Kündigung - Keine Rückzahlung der Kaution und zu viel überwiesenen Miete

  • Hallo zusammen,


    ich habe am 28.02.2022 mein WG-Zimmer fristgerecht zum 01.06.2022 gekündigt. Während der Wohnungsübergabe am 28.05. hatte sich der Vermieter geweigert die Kaution zurückzuzahlen, da seiner Meinung nach der Boden zu stark verkratzt war und die Fenster zu dreckig waren. Vorab wurde das Zimmer gründlich gereinigt und gestrichen. Nach langer Diskussion und meinem Gegenangebot von 50% Kaution Minderung durch die Kratzer konnte dennoch keine Einigung erzielt werden. Der Vermieter hatte mir die Auskunft gegeben mir nichts von der Kaution zurück zu zahlen und mir noch eine große Rechnung stellen würde, da er das Zimmer so nicht weitervermieten könne. Zur Schlüsselübergabe am 28.05 weigerte ich mich das Übergabeprotokoll zu unterschreiben, da dort die vermeidlichen Schäden seitens Mieter übertrieben dargestellt wurden. Zudem hatte ich leider den Dauerauftrag nicht gelöscht, weshalb zwei Monatsmieten versehentlich weiterhin überwiesen worden sind.

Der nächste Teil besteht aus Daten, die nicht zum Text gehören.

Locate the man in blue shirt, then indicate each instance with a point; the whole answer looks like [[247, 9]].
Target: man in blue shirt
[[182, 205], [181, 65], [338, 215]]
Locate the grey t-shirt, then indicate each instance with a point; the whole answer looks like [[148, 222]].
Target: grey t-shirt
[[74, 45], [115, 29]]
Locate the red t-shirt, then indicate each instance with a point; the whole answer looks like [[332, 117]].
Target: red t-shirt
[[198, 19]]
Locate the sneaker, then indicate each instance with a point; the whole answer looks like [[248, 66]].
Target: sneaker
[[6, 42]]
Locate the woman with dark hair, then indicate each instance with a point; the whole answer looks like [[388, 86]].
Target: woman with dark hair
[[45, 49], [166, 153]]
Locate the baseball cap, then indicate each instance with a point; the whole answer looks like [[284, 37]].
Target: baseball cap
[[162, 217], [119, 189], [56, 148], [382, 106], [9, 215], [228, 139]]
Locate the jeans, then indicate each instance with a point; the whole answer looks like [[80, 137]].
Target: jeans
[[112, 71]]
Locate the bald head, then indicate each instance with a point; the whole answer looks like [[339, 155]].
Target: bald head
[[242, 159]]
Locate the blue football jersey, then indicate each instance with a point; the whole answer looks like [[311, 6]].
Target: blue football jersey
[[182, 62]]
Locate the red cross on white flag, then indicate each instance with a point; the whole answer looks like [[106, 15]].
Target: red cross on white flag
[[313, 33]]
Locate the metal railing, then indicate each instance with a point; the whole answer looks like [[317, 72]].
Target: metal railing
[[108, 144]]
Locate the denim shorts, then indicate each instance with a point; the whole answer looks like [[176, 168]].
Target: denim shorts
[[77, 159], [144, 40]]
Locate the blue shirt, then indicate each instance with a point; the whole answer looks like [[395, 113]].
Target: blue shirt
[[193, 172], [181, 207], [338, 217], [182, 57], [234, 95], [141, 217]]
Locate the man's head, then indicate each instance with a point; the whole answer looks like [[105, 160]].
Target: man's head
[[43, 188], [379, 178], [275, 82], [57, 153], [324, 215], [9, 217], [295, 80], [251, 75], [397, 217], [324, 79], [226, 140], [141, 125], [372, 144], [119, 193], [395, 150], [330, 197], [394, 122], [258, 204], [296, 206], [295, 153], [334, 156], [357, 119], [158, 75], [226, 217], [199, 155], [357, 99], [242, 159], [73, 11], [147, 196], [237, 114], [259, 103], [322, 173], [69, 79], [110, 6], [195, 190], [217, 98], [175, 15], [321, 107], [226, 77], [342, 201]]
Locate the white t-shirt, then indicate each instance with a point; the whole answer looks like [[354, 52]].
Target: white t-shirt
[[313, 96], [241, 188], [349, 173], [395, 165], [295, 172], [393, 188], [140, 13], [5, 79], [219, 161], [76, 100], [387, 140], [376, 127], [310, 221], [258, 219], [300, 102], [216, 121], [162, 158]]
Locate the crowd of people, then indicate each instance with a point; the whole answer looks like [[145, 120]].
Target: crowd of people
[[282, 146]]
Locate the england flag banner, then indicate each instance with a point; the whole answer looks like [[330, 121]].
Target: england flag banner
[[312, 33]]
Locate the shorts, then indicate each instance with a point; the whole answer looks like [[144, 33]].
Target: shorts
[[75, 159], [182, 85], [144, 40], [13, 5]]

Nach Aufforderung für die Rückzahlung der Kaution und der zu viel gezahlten Miete, bekam ich lediglich die Rückmeldung: Es besteht durch die Schäden keine Möglichkeit für Rückzahlungen.


    Es besteht kein potential für eine gemeinsame Einigung.
    Leider hatte ich bis dato noch keine Rechtsschutzversicherung oder Co. abgeschlossen. Wir sprechen hierbei lediglich um "kleinere" Beträge (~1500€), weshalb mir das Erstgespräch mit einem Anwalt nicht weitergeholten hatte. Hier habe ich lediglich den Rat bekommen eine Einigung mit dem Vermieter zu erzielen, da die Anwaltskosten in keinem Vergleich mit der zu erwartenden Rückzahlen stehen...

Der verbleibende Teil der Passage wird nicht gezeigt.